I am not sure I am doing it correctly but for the following values:
rounds = 25 total_rewards = 10 start_reward = 1
I get:
25 - 650x/2 + 25x = 10
-300x = -15
x = 0.05;
reduction_value = 0.05
rounds:
1: 0.95 :: running total = 1
2: 0.9 :: running total = 1.95
3: 0.85 :: running total = 2.85
4: 0.8 :: running total = 3.7
5: 0.75 :: running total = 4.5
6: 0.7 :: running total = 5.25
7: 0.65 :: running total = 5.95
8: 0.6 :: running total = 6.6
9: 0.55 :: running total = 7.2
10: 0.5 :: running total = 7.75
11: 0.45 :: running total = 8.25
12: 0.4 :: running total = 8.7
13: 0.35 :: running total = 9.1
14: 0.3 :: running total = 9.45
15: 0.25 :: running total = 9.75
16: 0.2 :: running total = 10
17: 0.15 :: running total = 10.2
18: 0.1 :: running total = 10.35
19: 0.05 :: running total = 10.45
20: -3.16414e-16 :: running total = 10.5
21: -0.05 :: running total = 10.5
22: -0.1 :: running total = 10.45
23: -0.15 :: running total = 10.35
24: -0.2 :: running total = 10.2
25: -0.25 :: running total = 10
Is there a way to do this where the running total never exceeds the total_rewards value?

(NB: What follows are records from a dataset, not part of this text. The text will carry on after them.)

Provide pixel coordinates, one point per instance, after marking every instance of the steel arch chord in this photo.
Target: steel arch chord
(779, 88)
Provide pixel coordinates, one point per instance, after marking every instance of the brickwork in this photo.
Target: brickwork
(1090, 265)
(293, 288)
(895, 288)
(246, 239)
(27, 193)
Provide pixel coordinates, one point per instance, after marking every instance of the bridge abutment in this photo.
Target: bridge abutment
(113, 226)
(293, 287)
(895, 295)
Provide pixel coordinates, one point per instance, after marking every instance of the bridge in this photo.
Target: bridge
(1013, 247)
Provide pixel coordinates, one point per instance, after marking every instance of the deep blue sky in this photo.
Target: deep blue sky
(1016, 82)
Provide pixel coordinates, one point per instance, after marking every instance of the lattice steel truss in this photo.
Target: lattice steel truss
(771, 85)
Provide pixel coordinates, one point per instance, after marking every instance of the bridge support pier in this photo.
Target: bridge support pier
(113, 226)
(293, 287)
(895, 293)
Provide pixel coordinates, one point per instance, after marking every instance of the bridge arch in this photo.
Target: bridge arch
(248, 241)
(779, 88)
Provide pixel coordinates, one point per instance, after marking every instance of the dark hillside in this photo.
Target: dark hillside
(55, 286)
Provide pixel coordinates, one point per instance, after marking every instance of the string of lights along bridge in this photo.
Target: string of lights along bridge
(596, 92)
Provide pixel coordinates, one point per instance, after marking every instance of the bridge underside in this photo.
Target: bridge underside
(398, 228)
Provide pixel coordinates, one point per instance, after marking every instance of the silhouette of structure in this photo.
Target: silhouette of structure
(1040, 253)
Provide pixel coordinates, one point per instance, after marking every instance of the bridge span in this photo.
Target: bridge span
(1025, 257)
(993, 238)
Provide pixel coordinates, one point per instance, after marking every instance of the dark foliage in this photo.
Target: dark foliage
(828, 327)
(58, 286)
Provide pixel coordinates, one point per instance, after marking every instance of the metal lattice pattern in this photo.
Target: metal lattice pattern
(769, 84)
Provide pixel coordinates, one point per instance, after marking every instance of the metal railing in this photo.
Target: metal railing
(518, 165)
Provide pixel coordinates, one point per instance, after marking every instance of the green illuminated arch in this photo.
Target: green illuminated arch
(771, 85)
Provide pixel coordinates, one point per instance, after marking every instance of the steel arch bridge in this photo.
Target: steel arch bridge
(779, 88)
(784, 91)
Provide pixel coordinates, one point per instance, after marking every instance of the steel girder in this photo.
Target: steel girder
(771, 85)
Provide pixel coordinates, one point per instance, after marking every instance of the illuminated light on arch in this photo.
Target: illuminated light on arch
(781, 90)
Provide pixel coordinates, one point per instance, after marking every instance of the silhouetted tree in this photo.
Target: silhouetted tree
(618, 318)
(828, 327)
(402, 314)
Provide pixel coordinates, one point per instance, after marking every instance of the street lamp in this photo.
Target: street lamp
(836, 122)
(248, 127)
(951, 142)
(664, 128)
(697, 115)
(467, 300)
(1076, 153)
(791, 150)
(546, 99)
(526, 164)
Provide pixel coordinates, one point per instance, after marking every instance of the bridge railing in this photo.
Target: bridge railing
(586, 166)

In other words the round reward never goes below 0?
Thanks
I don´t know exactly, what do you want. From your post I deduce the following equation:
$$\sum_{i=1}^{1000} \left( 1-(i-1)\cdot x \right) =80 $$
The LHS can be splitted into three sums:
$\sum_{i=1}^{1000} 1 \ \ \ \ (1)$
$-x\sum_{i=1}^{1000} i \ \ \ \ (2)$
$x\sum_{i=1}^{1000} 1 \ \ \ \ (3)$
$(1)$ has the value 1000.
$(2)$ can be simplified by using the formula for the nth partial sum of a geometric series: $$-x \cdot \frac{1000\cdot 1001}{2}$$
$(3)$ is $1000\cdot x$
The sum of the three terms has to be 80. Thus you have an equation, which has to be solved for x.